The ERAS pathway was applied to all patients undergoing CS since its implementation. 98% of patients received transversus abdominis plane (TAP) blocks in the immediate postoperative period. All patients were started on scheduled multimodal analgesia with a combination of ibuprofen, acetaminophen, and dextromethorphan until discharge. Patients whose pain was not well controlled with the above regimen were given opioids for pain control. A retrospective review of patients undergoing CS after the implementation of the ERAS pathway (January 2019-current) was performed. The number of opioid units utilized, as well as mean morphine equivalents were compared to a historical patient cohort (January 2018 – June 2018).
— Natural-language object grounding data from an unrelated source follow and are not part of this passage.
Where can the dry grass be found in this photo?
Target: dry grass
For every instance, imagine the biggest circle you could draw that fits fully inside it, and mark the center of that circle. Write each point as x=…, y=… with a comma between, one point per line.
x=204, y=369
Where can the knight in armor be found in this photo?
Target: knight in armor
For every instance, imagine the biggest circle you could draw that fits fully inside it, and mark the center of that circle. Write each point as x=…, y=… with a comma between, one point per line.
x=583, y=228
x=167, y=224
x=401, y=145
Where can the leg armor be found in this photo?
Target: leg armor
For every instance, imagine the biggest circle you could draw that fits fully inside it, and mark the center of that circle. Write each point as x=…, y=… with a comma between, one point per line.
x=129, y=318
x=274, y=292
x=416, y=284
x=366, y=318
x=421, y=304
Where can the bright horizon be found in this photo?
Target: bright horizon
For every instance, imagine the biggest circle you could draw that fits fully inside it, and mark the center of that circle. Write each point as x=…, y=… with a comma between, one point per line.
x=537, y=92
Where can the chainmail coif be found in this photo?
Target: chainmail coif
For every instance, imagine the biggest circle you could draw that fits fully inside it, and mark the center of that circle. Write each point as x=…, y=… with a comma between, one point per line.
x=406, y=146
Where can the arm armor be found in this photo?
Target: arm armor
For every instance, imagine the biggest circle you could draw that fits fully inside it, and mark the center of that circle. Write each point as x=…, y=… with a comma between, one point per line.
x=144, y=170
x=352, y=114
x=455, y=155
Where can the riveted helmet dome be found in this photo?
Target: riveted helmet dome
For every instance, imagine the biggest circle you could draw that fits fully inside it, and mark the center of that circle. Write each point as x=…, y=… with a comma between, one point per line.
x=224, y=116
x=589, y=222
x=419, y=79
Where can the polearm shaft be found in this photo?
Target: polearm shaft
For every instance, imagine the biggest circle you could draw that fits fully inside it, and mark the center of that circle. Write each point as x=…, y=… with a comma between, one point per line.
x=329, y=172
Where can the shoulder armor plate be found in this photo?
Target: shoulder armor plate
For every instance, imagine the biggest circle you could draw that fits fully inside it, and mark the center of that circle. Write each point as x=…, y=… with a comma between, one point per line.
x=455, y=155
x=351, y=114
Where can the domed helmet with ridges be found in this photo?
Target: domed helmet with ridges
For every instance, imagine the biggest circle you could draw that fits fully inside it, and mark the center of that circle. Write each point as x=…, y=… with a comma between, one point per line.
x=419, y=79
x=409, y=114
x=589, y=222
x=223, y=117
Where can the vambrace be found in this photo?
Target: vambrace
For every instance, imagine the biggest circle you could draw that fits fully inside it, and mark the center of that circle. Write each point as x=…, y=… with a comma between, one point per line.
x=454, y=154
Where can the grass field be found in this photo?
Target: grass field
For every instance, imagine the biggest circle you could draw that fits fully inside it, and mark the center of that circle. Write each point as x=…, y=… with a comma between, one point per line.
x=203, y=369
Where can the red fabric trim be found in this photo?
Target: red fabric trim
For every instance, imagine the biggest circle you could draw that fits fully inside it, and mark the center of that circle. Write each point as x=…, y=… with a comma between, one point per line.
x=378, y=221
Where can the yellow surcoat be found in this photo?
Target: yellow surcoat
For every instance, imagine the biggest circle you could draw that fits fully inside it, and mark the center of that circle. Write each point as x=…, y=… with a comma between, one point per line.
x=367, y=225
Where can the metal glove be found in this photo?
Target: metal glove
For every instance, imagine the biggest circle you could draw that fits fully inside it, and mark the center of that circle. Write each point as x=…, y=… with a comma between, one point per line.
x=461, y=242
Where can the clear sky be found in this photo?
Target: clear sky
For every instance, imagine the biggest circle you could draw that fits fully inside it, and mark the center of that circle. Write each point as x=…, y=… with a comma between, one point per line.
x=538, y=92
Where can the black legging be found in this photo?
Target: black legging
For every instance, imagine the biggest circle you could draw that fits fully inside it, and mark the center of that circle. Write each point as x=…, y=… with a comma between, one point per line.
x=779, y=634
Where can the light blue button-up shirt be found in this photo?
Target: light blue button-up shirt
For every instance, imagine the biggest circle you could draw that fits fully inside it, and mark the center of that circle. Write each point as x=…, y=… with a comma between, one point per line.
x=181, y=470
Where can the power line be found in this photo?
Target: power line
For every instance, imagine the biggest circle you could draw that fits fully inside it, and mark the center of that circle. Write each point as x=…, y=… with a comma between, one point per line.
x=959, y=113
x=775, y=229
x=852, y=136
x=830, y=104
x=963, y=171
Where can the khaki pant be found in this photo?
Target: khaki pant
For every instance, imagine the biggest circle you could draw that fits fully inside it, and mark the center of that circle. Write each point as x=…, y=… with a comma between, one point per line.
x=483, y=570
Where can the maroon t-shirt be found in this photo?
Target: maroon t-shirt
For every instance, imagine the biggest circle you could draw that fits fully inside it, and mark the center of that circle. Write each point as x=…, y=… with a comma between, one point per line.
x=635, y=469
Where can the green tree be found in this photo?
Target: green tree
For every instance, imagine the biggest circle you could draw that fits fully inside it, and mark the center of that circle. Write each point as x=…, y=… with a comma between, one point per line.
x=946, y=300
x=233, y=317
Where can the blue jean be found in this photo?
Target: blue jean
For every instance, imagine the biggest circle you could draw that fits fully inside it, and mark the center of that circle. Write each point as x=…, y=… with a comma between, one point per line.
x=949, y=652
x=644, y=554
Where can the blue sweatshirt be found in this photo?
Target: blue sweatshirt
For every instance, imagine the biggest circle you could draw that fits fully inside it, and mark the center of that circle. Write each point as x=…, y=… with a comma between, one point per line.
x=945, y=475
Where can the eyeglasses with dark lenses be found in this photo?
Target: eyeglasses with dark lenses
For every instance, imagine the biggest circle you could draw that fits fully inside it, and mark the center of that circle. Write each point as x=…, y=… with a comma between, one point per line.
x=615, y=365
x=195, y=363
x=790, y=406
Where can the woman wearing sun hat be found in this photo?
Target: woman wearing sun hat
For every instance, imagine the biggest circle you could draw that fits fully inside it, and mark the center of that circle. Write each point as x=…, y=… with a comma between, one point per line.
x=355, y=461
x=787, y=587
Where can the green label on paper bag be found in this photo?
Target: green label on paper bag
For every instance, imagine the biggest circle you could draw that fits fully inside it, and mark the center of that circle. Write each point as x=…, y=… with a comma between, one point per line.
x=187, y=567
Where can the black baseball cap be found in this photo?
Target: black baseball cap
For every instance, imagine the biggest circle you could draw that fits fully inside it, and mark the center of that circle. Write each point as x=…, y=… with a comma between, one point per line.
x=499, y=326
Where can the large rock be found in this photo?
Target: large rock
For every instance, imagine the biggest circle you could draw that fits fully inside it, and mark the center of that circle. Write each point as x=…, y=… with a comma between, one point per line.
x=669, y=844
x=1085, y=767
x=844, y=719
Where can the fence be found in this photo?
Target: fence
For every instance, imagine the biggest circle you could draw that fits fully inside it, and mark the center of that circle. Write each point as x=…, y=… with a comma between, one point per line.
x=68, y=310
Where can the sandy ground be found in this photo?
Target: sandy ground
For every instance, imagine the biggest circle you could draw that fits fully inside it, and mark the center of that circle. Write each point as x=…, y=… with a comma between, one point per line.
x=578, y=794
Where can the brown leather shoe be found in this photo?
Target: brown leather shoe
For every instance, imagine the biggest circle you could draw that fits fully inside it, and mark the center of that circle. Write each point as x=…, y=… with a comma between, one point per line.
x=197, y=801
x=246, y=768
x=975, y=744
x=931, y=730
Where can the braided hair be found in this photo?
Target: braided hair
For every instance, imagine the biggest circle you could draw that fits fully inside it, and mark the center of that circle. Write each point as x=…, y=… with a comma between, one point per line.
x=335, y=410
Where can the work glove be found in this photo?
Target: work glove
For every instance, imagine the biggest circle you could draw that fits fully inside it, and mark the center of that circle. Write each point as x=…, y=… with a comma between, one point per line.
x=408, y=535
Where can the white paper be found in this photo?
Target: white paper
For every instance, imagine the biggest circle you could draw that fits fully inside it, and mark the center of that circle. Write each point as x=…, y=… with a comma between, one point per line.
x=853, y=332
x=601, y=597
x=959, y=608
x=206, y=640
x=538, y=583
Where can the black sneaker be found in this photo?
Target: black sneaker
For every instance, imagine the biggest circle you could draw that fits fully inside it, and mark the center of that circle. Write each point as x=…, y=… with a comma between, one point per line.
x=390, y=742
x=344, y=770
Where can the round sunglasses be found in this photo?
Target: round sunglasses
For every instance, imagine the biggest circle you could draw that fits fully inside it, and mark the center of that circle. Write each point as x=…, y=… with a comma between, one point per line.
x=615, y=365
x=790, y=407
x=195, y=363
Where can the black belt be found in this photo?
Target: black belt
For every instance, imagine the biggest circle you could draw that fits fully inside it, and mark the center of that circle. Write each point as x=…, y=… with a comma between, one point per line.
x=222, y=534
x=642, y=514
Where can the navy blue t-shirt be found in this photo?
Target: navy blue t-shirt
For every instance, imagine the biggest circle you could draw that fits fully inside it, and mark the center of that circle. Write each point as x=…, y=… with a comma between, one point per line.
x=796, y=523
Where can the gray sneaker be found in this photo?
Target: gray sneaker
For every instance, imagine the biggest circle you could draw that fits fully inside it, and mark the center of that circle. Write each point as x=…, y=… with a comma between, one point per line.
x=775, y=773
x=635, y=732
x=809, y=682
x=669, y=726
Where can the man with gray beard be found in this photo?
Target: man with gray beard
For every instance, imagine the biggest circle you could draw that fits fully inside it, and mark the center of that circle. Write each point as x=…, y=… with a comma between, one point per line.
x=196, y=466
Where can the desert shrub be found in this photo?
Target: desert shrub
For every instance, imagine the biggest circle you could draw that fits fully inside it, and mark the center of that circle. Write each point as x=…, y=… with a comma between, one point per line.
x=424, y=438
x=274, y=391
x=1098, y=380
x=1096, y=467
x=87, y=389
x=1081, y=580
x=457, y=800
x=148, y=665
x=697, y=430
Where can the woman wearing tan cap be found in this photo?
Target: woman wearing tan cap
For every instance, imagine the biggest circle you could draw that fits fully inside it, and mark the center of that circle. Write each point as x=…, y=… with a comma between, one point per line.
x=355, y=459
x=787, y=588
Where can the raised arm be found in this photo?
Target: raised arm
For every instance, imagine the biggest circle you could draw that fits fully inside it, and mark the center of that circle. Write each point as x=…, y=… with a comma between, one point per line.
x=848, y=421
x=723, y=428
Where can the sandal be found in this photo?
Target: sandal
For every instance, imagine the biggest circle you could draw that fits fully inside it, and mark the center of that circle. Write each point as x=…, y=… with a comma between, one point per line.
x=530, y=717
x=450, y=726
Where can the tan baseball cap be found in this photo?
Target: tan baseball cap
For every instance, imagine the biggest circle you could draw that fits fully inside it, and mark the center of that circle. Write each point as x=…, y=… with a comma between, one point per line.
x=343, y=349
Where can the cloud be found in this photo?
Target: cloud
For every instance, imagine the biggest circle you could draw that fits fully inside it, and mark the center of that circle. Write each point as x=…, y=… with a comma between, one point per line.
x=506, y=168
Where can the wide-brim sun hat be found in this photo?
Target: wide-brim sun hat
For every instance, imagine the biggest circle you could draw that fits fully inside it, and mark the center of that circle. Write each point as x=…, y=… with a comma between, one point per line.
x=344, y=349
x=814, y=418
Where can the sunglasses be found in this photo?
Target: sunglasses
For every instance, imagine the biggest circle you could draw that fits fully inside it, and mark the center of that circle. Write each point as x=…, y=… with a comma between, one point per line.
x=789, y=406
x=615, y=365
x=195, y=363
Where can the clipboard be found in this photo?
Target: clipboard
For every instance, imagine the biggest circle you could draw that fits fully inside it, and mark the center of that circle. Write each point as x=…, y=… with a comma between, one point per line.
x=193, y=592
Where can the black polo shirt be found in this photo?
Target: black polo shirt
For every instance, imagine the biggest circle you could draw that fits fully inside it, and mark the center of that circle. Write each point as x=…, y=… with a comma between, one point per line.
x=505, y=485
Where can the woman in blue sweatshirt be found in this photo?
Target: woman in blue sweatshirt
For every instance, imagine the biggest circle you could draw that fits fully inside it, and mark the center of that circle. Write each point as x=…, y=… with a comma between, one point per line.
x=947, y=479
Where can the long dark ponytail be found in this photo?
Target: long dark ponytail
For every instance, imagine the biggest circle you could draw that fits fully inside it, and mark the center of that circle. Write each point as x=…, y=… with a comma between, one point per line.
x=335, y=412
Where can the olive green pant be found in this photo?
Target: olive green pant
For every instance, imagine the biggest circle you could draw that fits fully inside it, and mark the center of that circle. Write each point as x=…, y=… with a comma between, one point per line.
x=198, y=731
An historical cohort of patients (n = 2109) was compared to patients in the ERAS pathway (n = 1463). Patients that were admitted to the hospital > 3 days prior to cesarean section were excluded in an effort to remove antepartum cases (n = 110). Planned CS were designated as those that were scheduled prior to patient check-in to hospital. There was no difference in age, race or body mass index (BMI). There was a significant difference in average length of stay in days between the two cohorts (3.19 vs 2.63, p<0.001). There was also a significant difference in average direct cost in dollars (4290 vs 3957, p < 0.001). The number of patients requiring opioids was also significantly reduced (1766 vs 341, p<0.001). There were 8082 opioid units utilized prior to the implementation of the ERAS pathway whereas 803 opioid units have been utilized since the advent of ERAS for CS.
Post-operative pain control can be achieved in a majority of patients undergoing CS without routine use of opioids in a standardized ERAS pathway.